Given graph $G$, and a list $\mathcal{G}_k=(g_1,g_2,...,g_{n_k})$ of graphlets of size $k$, define the graphlet count vector $f_G\in\mathbb{R}^{n_k}$ as $(f_G)_i=\#(g_i\subseteq G)$ for $i=\{1,...,n_k\}$. Then for two graphs, $G$ and $G'$, the graphlet kernel is computed as $K(G,G')=f_G^Tf_{G'}$. To resolve skewness caused by $G$ and $G'$ having different sizes, normalization is done using $h_G=\frac{f_G}{\sum_{i=1}^{n_k}(f_G)_i}\rightarrow K(G,G')=h_G^Th_{G'}$

counting graphlets is expensive; taking $O(n^k)$ to count size-$k$ graphlets for a graph with size $n$ by enumeration, though if a graph's node degree is bounded by $d$ an $O(nd^{k-1})$ algorithm exists to count all the graphlets. This is unavoidable in the worst-case since subgraph isomorphism test (judging whether a graph is a subgraph of another graph) is an NP-hard problem.

#### Weisfeiler-Lehman (Color refinement) Kernel
This takes a different approach and can be thought of as a generalized version of Bag-of-Node-Degrees to multi-hop neighbourhoods; using the neighbourhood structure of the graph to iteratively enrich node vocabulary. 
- Note that all variants of color refinement (WL kernel included) are one-sided heuristic; meaning that if it is able to differciate between graphs then they are definitely different but the other direction does not hold.
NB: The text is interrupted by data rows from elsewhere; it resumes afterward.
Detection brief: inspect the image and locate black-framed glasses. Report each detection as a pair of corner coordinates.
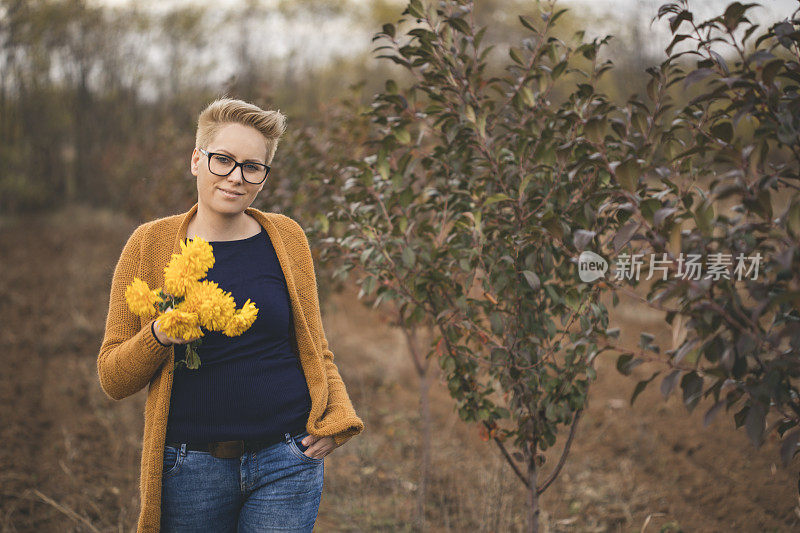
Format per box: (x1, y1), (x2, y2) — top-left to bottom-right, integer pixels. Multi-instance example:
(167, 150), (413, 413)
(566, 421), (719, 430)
(199, 148), (270, 185)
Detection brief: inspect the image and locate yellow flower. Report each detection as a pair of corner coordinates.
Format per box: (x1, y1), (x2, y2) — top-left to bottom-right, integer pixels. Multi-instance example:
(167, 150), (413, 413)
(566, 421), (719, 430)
(164, 254), (200, 297)
(222, 298), (258, 337)
(178, 280), (236, 331)
(181, 236), (214, 279)
(158, 309), (203, 340)
(125, 277), (162, 318)
(164, 237), (214, 296)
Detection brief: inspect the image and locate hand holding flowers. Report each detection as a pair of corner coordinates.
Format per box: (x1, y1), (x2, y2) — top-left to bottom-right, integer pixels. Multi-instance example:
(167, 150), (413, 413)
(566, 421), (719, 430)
(125, 237), (258, 369)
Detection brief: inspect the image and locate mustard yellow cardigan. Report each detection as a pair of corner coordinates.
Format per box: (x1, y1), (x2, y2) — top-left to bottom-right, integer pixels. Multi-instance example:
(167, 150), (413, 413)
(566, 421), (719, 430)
(97, 203), (364, 533)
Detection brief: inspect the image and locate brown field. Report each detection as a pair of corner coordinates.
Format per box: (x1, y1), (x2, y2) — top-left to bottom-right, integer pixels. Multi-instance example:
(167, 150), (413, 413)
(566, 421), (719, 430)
(0, 208), (800, 532)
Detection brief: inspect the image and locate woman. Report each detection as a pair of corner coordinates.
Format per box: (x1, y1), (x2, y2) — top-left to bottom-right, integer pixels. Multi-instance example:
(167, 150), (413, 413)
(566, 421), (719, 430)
(97, 98), (364, 532)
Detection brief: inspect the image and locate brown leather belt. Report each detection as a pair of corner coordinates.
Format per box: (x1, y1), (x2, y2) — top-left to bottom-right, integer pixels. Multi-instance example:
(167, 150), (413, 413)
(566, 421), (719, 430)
(166, 435), (285, 459)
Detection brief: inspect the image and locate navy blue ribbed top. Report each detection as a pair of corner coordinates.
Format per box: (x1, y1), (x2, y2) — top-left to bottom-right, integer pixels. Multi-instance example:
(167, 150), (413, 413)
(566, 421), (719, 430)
(167, 226), (311, 442)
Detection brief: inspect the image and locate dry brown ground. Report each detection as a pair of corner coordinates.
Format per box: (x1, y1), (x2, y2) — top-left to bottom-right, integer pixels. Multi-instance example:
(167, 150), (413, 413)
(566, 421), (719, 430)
(0, 208), (800, 532)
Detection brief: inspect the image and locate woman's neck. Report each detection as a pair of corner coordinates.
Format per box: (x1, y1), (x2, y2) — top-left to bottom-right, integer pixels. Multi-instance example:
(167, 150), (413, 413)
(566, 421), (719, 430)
(186, 205), (260, 241)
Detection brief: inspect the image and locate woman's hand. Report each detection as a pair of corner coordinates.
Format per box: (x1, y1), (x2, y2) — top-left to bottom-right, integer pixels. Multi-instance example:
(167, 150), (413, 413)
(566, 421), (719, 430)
(300, 435), (336, 459)
(153, 306), (201, 345)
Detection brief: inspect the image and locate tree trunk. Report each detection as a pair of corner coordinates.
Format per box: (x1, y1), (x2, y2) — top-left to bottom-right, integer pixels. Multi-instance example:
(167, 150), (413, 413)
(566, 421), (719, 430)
(417, 365), (432, 531)
(528, 447), (539, 533)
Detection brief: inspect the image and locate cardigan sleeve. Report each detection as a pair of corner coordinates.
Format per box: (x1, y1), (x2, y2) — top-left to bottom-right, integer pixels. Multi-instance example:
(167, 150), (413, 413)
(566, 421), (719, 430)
(97, 224), (172, 400)
(295, 222), (364, 446)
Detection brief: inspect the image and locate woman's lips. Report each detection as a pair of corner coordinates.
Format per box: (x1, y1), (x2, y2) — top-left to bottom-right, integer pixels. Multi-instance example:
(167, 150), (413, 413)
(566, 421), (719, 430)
(219, 189), (242, 198)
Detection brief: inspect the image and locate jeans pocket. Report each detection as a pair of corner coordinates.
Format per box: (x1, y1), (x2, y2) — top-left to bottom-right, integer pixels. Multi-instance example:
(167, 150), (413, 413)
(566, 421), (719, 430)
(289, 431), (323, 463)
(161, 445), (183, 476)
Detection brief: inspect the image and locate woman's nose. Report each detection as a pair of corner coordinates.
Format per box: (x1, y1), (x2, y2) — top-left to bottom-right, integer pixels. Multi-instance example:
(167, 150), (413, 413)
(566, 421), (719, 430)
(228, 166), (244, 183)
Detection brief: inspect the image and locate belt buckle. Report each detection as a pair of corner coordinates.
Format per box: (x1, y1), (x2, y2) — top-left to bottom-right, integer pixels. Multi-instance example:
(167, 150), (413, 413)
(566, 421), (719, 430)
(208, 440), (244, 459)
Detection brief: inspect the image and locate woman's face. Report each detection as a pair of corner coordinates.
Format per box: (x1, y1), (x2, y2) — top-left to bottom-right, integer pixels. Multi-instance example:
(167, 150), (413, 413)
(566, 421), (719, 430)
(191, 123), (268, 216)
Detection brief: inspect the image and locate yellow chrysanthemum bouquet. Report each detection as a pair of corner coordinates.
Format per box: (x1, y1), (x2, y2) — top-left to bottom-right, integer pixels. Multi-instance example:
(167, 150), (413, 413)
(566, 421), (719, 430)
(125, 237), (258, 369)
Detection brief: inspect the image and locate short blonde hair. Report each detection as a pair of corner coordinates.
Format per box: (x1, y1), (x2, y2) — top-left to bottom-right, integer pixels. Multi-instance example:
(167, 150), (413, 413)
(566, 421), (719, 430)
(195, 98), (286, 165)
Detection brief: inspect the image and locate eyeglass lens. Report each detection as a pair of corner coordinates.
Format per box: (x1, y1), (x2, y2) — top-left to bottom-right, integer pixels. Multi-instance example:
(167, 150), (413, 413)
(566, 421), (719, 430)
(208, 154), (267, 182)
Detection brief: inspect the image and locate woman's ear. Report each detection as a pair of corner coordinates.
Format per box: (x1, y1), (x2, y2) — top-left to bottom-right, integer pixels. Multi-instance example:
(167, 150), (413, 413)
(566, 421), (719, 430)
(189, 148), (200, 176)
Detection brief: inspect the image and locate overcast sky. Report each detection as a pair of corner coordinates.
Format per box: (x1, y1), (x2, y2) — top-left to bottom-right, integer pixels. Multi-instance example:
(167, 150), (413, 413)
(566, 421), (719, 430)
(89, 0), (800, 96)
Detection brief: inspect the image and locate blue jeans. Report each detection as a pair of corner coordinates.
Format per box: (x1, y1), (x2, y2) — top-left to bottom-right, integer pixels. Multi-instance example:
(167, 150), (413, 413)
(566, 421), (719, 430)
(161, 431), (325, 533)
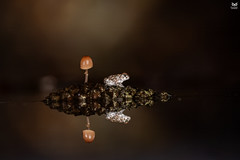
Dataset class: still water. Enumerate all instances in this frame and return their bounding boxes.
[0,90,240,160]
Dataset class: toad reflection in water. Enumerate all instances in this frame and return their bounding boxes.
[43,56,170,142]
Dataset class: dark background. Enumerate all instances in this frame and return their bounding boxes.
[0,0,240,159]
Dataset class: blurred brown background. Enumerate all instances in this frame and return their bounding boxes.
[0,0,240,159]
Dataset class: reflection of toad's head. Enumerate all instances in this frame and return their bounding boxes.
[121,73,130,81]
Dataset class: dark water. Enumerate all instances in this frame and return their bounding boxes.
[0,90,240,160]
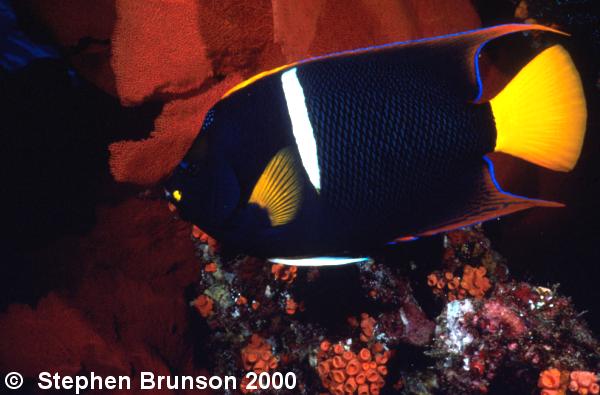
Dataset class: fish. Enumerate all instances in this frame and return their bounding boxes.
[165,24,587,266]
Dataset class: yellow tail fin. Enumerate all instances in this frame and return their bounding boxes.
[490,45,587,171]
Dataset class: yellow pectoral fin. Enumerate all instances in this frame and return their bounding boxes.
[249,148,302,226]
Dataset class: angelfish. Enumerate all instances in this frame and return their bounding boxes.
[166,24,587,265]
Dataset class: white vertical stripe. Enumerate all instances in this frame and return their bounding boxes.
[281,67,321,192]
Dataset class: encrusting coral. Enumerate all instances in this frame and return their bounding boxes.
[317,341,390,395]
[185,217,600,395]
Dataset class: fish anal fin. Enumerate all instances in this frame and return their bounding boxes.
[418,157,564,236]
[248,148,302,226]
[422,24,568,103]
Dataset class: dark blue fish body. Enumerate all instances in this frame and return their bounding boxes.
[167,25,576,257]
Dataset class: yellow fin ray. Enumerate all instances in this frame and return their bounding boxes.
[490,45,587,171]
[249,148,302,226]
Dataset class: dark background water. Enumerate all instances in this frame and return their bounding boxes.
[0,0,600,392]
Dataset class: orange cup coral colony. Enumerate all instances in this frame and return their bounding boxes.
[241,334,279,394]
[317,314,390,395]
[538,368,600,395]
[427,265,492,302]
[271,263,298,284]
[317,341,389,395]
[192,295,215,318]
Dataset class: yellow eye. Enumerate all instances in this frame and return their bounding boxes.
[173,189,181,201]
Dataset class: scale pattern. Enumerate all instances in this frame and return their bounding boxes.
[298,53,495,229]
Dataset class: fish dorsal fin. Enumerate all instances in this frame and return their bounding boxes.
[222,23,566,102]
[384,24,567,103]
[418,157,564,236]
[249,148,302,226]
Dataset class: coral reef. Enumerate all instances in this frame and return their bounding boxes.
[185,223,600,395]
[0,0,600,395]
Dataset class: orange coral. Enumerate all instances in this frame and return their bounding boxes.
[240,334,279,394]
[271,263,298,284]
[538,368,568,395]
[569,371,600,395]
[460,265,492,299]
[285,298,298,315]
[192,295,215,318]
[317,340,389,395]
[360,313,376,343]
[192,225,219,251]
[427,265,492,302]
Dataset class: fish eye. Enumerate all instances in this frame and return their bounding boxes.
[173,189,181,202]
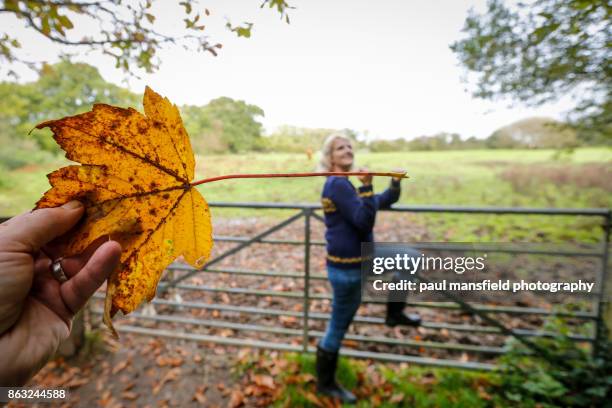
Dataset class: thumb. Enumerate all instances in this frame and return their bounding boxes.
[0,201,83,253]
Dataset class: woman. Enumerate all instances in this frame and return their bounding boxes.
[316,134,421,403]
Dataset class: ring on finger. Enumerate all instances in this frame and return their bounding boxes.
[51,258,68,283]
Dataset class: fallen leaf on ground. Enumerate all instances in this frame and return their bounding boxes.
[36,87,213,336]
[227,390,244,408]
[153,367,181,395]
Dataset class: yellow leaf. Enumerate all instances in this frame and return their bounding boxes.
[36,87,213,335]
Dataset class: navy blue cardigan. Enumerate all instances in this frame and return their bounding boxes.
[321,176,401,269]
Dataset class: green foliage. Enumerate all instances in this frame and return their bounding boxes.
[486,117,578,149]
[274,354,495,408]
[261,125,357,153]
[0,0,292,75]
[451,0,612,143]
[493,318,612,408]
[0,61,140,152]
[181,97,264,153]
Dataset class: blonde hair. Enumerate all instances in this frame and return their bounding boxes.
[317,132,355,171]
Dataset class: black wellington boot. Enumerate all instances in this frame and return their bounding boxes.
[385,302,421,327]
[317,346,357,404]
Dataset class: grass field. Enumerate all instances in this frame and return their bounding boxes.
[0,148,612,242]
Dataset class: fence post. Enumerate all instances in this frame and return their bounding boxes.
[302,208,312,353]
[596,211,612,346]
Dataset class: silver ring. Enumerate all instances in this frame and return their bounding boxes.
[51,258,68,283]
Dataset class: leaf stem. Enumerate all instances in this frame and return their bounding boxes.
[191,171,408,187]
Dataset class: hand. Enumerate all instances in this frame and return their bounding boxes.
[357,167,372,186]
[0,201,121,386]
[391,168,406,182]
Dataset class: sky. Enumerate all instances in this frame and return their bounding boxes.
[0,0,572,140]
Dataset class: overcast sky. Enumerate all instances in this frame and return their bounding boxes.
[0,0,571,138]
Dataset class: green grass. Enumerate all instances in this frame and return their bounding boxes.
[275,354,499,408]
[0,148,612,242]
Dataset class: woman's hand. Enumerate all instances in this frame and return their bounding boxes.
[357,167,372,186]
[391,168,406,183]
[0,201,121,386]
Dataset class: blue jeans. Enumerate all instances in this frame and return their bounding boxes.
[319,265,361,352]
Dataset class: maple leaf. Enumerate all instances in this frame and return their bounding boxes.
[36,87,213,336]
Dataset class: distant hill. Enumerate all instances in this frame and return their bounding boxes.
[487,117,578,148]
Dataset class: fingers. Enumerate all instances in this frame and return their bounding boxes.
[60,241,121,314]
[0,201,83,254]
[49,237,109,278]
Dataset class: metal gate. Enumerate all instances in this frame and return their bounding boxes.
[76,203,611,370]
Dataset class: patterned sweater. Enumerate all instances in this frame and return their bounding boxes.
[321,176,400,269]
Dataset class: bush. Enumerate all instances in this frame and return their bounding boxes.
[0,146,55,172]
[494,318,612,407]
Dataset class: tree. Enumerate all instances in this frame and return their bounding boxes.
[0,61,141,152]
[0,0,291,74]
[181,97,264,153]
[451,0,612,142]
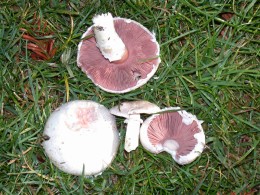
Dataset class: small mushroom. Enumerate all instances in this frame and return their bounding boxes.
[110,101,160,152]
[140,108,205,165]
[42,100,119,176]
[77,13,161,93]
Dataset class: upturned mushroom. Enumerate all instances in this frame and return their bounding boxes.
[140,108,205,165]
[42,100,119,176]
[77,13,161,93]
[110,101,160,152]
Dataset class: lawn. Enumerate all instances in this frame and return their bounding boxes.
[0,0,260,195]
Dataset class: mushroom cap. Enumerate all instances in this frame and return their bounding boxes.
[110,100,160,118]
[77,17,161,93]
[140,108,205,165]
[42,100,119,175]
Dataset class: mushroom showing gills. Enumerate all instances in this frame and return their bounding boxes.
[110,101,160,152]
[42,100,119,176]
[140,108,205,165]
[77,13,161,93]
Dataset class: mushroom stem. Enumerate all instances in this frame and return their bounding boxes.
[125,114,142,152]
[93,13,128,62]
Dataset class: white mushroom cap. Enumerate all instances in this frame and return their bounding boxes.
[140,108,205,165]
[42,100,119,175]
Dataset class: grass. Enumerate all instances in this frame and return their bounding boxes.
[0,0,260,194]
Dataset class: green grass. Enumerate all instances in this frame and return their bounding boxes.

Given a grpah $G$ with a set of nodes $V$, assign an initial color $c^{(0)}(v)$ to each node $v$. Then iteratively refine node colors by $$c^{(k+1)}(v)=\text{hash}(\text{concat}(c^{(k)}(v),\{c^{(k)}(u)\}_{u\in N(v)}))$$ After $K$ iterations of refinement, $c^{(k)}(v)$ summarizes the structure of the $K$-hop neighbourhood. The color count vector (feature vector) counts the number of colours present in the graph at each sep of the refinement:  $$\phi(G)=(g_{0}^{(0)},g_{1}^{(0)},...,g_{n_0}^{(0)},...,g_{0}^{(k)},...,g_{n_k}^{(k)}),\;\;\;\;\;g_{i}^{(j)}=\sum_{v\neq u,\;v,u \in V}\text{Indicator}(c^{(j)}(v)=c^{(j)}(u)=i)$$
The WL kernel value is computed by the inner product of the color count vector $K(G,G')=\phi(G)^T\phi(G')$

<table><tr><td>

![image.png](attachment:image.png)
</td><td>

![image-2.png](attachment:image-2.png)
</td></tr>

<tr>
<td>

![image-3.png](attachment:image-3.png)
</td>
<td>

![image-4.png](attachment:image-4.png)
</td></tr></table>

![image-5.png](attachment:image-5.png)

WL Kernel is computationally efficient, with a time complexity for colour refinement at each step being $O(E)$ (aggregating neighbouring colors); and when computing a kernel value, only colours that appeared in the two graphs need to be tracked and thus is $O(V)$, and so the total time complexity if $O(K(V+E))$.